Slashdot Mirror

← Back to Stories (view on slashdot.org)

Social Engineering Using USB Drives

Posted by ryuzaki0 on from the driving-right-in dept.

Iphtashu Fitz writes "What's the easiest way to hack into the computer systems of a credit union? It turns out that all you need to do is copy a virus/trojan onto USB drives and scatter them around the front door of the credit union. This was how a recent security audit was performed at a credit union where the employees had actually been tipped off to the audit. Security experts collected 20 old USB thumb drives and filled them with images and other data along with a trojan that would collect sensitive information and e-mail it back to them. Early one morning they planted the thumb drives around the entrances to the credit union as well as other public places where the employees were known to congregate. In very little time 15 of the 20 USB drives were plugged into company computer systems and started e-mailing usernames, passwords, etc. back to the auditors."

6 of 447 comments (clear)

  1. It's definitely a problem... by Coopjust · · Score: 4, Informative

    Given autoplay and the fact that many USB keys do not need drivers, this could turn out to be a serious problem.

    Why not just disable USB keys? They don't need to take that data home with them...the ChoicePoint disaster, several laptops stolen out of cars... these companies need to make are personal data more secure.

  2. Re:Autoplay trojan? by TubeSteak · · Score: 4, Informative
    Even though you're joking, what you're proposing has been around for a looooong time.

    http://lastmeasure.com/
    Last Measure is a wholly owned subsidiary of the Gay Nigger Association of America

    The bastards at GNAA created LMOS (Last Measure OS)
    http://sam.zoy.org/lmos/
    LMOS is a minimalist operating system targetting multimedia presentations, written with simplicity in mind. Due to its tiny x86 assembly core, it easily fits on a standard floppy: just write LMOS and your pictures to a CD or floppy, and it will boot and play on any IBM-PC compatible computer.

    LMOS is a handy tool to carry with you on a business card CD or an USB key. Also, instead of luring people to Last Measure mirrors or similar shock sites, you can simply hand them an LMOS CD with a "Knoppix" sticker on it.
    No matter what depravity you can think of, the Trolls have already been there and raped that idea.
    --
    [Fuck Beta]
    o0t!
  3. Re:But.. How? by EvilSS · · Score: 4, Informative

    That is 100% incorrect. USB drives (and ANY removable drive including usb/firewire hard drives) can be used for autorun. Most likely the reason the parent could not get it to autorun is because autorun had been turned off.

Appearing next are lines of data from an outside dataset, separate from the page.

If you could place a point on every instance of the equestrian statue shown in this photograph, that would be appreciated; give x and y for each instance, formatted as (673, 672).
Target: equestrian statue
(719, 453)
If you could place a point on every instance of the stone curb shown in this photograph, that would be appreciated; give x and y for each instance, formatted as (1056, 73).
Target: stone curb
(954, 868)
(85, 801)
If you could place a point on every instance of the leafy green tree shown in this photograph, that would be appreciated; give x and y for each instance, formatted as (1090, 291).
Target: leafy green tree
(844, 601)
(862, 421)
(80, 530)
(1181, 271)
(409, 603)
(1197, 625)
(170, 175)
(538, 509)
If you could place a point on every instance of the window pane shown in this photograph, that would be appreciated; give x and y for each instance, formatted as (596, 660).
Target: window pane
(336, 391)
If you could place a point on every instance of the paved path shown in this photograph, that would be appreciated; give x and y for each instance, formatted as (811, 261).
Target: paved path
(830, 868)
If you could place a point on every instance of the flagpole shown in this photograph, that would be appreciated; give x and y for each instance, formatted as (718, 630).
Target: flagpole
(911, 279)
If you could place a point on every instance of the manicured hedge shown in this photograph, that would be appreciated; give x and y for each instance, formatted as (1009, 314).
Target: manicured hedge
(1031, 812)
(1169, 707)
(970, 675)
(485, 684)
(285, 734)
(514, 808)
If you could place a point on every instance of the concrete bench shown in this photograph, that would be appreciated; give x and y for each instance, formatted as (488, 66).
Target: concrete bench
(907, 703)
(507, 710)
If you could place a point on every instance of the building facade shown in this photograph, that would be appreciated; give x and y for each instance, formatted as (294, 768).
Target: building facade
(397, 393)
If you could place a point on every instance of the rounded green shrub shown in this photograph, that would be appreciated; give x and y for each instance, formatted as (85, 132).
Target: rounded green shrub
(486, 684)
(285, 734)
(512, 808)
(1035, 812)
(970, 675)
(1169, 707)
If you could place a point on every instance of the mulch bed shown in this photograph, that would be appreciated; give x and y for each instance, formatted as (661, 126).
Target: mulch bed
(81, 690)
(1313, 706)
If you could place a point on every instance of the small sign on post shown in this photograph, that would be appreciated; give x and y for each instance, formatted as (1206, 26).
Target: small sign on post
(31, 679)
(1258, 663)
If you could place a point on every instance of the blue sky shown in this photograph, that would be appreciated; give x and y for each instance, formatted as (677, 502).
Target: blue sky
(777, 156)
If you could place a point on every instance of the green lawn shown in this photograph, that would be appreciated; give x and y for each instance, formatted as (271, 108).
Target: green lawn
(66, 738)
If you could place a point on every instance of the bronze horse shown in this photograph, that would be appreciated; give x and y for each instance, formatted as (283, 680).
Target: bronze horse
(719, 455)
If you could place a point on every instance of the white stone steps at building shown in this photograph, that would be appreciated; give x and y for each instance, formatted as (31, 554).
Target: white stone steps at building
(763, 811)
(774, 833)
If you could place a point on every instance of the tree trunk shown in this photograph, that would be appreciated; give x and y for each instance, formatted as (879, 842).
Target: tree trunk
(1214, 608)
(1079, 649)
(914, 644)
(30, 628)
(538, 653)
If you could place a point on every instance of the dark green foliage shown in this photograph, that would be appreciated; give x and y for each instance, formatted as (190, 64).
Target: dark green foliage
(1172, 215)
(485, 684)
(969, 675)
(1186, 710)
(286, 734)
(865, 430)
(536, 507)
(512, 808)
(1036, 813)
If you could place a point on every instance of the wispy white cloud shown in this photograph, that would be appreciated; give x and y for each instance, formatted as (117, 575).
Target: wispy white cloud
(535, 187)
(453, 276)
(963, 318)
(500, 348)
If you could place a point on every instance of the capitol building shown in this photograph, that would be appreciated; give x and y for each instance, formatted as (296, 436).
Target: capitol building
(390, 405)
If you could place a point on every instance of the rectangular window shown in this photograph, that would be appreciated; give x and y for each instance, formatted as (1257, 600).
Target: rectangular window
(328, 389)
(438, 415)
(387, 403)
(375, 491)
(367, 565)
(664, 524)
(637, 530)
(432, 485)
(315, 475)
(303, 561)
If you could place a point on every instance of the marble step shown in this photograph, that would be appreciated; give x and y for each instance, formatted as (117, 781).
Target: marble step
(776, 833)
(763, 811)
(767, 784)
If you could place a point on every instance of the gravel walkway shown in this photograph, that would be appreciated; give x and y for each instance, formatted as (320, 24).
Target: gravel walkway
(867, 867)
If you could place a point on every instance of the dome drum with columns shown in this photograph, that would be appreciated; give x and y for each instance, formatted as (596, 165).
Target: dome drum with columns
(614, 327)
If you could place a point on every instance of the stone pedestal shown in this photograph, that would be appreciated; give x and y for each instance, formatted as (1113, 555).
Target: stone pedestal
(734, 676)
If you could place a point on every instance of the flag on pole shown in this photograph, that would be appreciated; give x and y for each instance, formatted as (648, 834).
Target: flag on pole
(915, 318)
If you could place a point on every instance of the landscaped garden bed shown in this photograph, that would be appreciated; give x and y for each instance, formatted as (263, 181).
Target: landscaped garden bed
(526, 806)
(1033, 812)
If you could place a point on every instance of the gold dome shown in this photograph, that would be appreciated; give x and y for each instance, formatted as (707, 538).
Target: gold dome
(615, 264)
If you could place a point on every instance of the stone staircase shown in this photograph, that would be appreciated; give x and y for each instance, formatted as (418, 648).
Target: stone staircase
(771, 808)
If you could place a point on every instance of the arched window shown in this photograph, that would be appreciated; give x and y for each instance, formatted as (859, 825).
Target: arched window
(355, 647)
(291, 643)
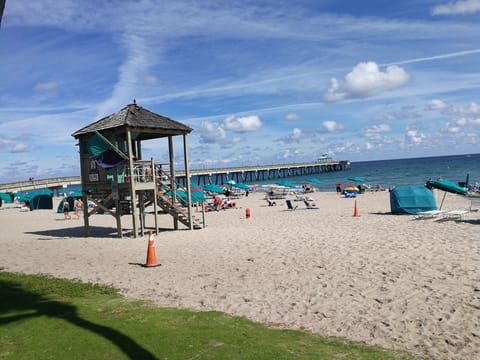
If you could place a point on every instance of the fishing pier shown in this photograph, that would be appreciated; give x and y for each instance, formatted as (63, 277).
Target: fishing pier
(251, 174)
(219, 176)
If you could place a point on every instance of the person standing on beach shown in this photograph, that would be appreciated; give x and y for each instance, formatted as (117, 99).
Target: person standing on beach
(78, 207)
(66, 209)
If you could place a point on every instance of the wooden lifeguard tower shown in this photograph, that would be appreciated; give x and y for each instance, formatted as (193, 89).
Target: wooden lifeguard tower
(119, 182)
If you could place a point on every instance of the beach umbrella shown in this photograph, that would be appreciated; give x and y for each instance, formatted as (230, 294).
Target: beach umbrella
(446, 186)
(213, 188)
(197, 196)
(356, 179)
(286, 184)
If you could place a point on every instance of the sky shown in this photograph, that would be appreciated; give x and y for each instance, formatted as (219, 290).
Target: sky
(260, 82)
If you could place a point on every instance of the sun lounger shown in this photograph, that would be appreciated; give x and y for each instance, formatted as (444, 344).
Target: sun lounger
(310, 204)
(430, 214)
(290, 206)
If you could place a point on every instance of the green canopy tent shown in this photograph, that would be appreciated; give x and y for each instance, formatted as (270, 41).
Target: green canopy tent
(411, 200)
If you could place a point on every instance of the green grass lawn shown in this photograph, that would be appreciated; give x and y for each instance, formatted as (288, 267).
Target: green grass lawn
(47, 318)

    If you want a great example of autorun look at Pass2Go from the Roboform guys. It sets up autorun on the USB drive it is installed on. The Microsoft wireless network setup wizard (the one the also exports the WEP/WPA keys of an existing connection on an XP machine as plain text) also sets up a USB key to autorun the wizard.

    --
    I browse on +1 so AC's need not respond, I won't see it.
  4. The word from Microsoft on autorun for nerdsticks by Beryllium+Sphere(tm) · · Score: 5, Informative

    The Autorun capabilities are restricted to CD-ROM drives and fixed disk drives. If you need to make a USB storage device perform Autorun, the device must not be marked as a removable media device and the device must contain an Autorun.inf file and a startup application.

  5. You have to hack the USB drive itself. by khasim · · Score: 5, Informative

    The hardware itself reports whether it is removable or not.

    If you flip one of the bits, then it will auto-play just like a CD.

    http://en.wikipedia.org/wiki/SCSI_Inquiry_Command

    It's the "removable medium" setting.

  6. Re:autorun.inf doesn't work by Slayback · · Score: 5, Informative

    Windows XP SP2 changed this behavior and will use the autorun.inf file to autorun. I use this everyday to have Truecrypt automatically pop up to mount my encrypted volume on my USB drive.